MINNEAPOLIS (WCCO) -- Starting next year, Social Security benefits will rise 1.7 percent -- or about $20 a month based on an average monthly Social Security payment of $1,192.

That increase, or cost-of-living adjustment (COLA), has been pegged to the consumer price index (CPI) since 1975. It's one of several ways to measure inflation.

So, how do we measure the CPI?

"It's kind of complicated because there are lots of variables," said Dr. David Vang, a professor of finance at the University of St. Thomas School of Business. "But primarily they have a basket of goods that the typical consumer would buy in any given month, and they monitor those prices."

Prices in 87 urban areas are gathered each month on hundreds of goods ranging on everything from apples to electricity to doctors' visits and funeral home expenses.

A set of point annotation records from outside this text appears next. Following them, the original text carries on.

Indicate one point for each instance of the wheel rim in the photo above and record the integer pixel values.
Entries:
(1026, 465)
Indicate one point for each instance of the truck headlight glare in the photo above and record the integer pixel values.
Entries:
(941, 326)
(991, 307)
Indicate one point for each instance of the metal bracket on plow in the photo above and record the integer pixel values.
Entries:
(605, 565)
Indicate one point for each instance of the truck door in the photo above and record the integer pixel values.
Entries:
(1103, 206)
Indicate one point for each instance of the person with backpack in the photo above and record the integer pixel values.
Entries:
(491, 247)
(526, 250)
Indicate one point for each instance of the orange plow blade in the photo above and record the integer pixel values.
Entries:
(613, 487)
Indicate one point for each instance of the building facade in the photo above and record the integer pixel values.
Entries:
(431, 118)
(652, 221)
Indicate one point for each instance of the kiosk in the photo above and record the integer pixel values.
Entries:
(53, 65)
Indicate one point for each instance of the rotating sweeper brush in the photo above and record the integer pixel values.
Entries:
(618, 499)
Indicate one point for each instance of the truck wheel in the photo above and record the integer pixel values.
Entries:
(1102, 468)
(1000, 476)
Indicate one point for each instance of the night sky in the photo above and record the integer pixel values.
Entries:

"I think the general perception is that the cost of living is going up," said Chris Webley of Minneapolis.

But we are actually living in an age of record-low inflation. According to the Associated Press, the COLA increase was less than two percent only three times in its first 35 years.

"Part of it is coming out of the recession," Vang said. "The economic growth has not been driving prices up."

He also says inflation occurs when there's more money chasing after goods than there are goods. So while there is more money available these days, Vang says people are "sitting" on it.

According to the Bureau of Labor Statistics, new cars are up 0.3 percent, medical care is up 1.7 percent, clothes have risen 0.5 percent and both shelter and food have jumped 3 percent.

Gas has fallen 3.6 percent along with airfare, used cars and tobacco.